Too Much Happiness
agitated. She was afraid he would ask her to sign her name on a piece of paper or a book he had with him. It was very seldom that anybody did that, but it always made her feel sad; there was no telling why.
“Please listen to me,” he said. “Something I must say to you. It is not supposed to be spoken of. Please. On your way to Sweden, please do not go to Copenhagen. Do not look frightened, I am completely in my right mind.”
“I am not frightened,” she said. Though she was, a little.
“You must go the other way, by the Danish Islands. Change your ticket in the station.”
“May I ask why? Is there a spell on Copenhagen?”
She was suddenly sure he was going to tell her about a plot, a bomb.
So he was an anarchist?
“There is smallpox in Copenhagen. There is an epidemic. Many people have left the city, but the authorities are trying to keep it quiet. They are afraid of a panic or that some people will burn down the government buildings. The problem is the Finns. People say the Finns brought it. They don’t want the people to rise up against the Finnish refugees. Or against the government for letting them in.”
The train stopped and Sophia stood up, checking her bags.
“Promise me. Do not leave me here without promising me.”
“Very well,” said Sophia. “I promise.”
“You will be taking the ferry to Gedser. I would go with you to change the ticket but I must go on to Rutgen.”
“I promise.”
Was it Vladimir he reminded her of? Vladimir in the early days. Not his features, but his beseeching care for her. His constant humble and stubborn and beseeching care.
He held out his hand and she gave him hers to shake, but that was not his only intention. He placed in her palm a small tablet, saying, “This will give you a little rest if you find the journey tedious.”
I will have to talk to some responsible person about this epidemic of smallpox, she decided.
But that she did not do. The man who changed her ticket was annoyed at having to do anything so complicated and would be even angrier if she changed her mind. He seemed at first to answer to no language except Danish, as spoken by her fellow passengers, but when he finished the transaction with her he said in German that the trip would take a good deal longer now, did she understand that? Then she realized that they were still in Germany and he might know nothing about Copenhagen-what had she been thinking of?
He added gloomily that it was snowing on the islands.
The small German ferry to Gedser was well heated, though you had to sit on wooden slat seats. She was about to swallow the tablet, thinking that seats like these might be what he meant when he spoke of the journey being tedious. Then she decided to save it, in case of seasickness.
The local train she got into had regular though threadbare second-class seats. It was chilly, however, with a smoky almost useless stove at one end of the car.
This conductor was friendlier than the ticket master, and not in so much of a hurry. Understanding that they really were in Danish territory, she asked him in Swedish-which she thought might be closer than German to Danish-whether it was true that there was sickness in Copenhagen. He replied that no, the train she was on did not go to Copenhagen.

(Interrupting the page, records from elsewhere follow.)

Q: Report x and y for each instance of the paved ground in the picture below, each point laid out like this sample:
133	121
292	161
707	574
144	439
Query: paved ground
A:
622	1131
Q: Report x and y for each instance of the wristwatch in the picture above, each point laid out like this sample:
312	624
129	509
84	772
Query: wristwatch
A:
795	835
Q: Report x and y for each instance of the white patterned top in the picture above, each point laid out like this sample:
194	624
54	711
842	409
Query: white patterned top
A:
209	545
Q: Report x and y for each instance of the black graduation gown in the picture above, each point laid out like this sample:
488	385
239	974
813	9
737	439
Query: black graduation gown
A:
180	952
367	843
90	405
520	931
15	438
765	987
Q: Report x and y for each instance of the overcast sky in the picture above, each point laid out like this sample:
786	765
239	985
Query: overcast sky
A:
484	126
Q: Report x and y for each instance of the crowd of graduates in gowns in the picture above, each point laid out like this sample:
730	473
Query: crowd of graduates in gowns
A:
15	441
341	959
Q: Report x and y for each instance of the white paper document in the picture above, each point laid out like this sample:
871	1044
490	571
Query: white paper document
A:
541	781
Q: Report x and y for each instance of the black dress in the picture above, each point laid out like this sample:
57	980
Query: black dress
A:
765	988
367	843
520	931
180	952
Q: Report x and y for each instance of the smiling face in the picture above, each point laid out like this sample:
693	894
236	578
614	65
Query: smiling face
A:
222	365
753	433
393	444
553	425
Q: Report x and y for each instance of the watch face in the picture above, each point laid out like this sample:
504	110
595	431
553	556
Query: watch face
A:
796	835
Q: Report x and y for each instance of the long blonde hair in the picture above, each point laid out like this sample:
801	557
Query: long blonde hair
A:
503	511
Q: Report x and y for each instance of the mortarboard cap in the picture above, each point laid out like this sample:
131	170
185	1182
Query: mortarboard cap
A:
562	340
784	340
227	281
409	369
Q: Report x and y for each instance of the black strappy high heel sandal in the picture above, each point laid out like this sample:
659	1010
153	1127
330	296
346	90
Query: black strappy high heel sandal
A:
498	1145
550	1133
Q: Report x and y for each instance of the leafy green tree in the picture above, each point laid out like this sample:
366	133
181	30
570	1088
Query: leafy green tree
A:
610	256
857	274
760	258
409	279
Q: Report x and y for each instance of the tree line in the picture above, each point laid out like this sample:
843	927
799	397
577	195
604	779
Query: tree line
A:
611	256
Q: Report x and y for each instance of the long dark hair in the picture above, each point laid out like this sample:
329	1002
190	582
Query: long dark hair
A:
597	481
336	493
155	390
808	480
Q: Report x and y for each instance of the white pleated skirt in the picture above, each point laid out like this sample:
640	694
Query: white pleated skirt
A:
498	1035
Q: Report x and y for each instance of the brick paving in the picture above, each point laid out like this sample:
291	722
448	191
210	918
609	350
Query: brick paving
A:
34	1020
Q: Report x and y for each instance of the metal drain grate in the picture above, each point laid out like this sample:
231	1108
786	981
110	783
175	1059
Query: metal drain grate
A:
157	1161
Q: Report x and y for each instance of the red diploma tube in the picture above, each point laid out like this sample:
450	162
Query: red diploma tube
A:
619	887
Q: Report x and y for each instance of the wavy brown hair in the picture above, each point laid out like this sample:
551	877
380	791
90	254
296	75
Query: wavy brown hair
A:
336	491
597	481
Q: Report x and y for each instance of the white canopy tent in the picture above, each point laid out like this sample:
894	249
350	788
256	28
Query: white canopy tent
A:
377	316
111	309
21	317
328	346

The words “train” and “Copenhagen” seemed to be all he knew of Swedish.
In this train there were of course no compartments, only the two coaches with their wooden benches. Some of the passengers had brought their own cushions and their blankets and cloaks to wrap around themselves. They did not look at Sophia, much less try to speak to her. What use would it be if they did? She would not be able to understand or reply.
No tea wagon either. Packages wrapped in oiled paper were being opened, cold sandwiches taken out. Thick slices of bread, sharp-smelling cheese, slabs of cold cooked bacon, somewhere a herring. One woman took a fork out from a pocket in the folds of her clothing and ate pickled cabbage from a jar. That made Sophia think of home, of Russia.
But these are not Russian peasants. None of them are drunk, or garrulous, or laughing. They are stiff as boards. Even the fat that blankets the bones of some of them is stiff fat, self-respecting, Lutheran fat. She knows nothing about them.
But what does she really know about Russian peasants, the peasants at Palibino, when it comes to that? They were always putting on a show for their betters.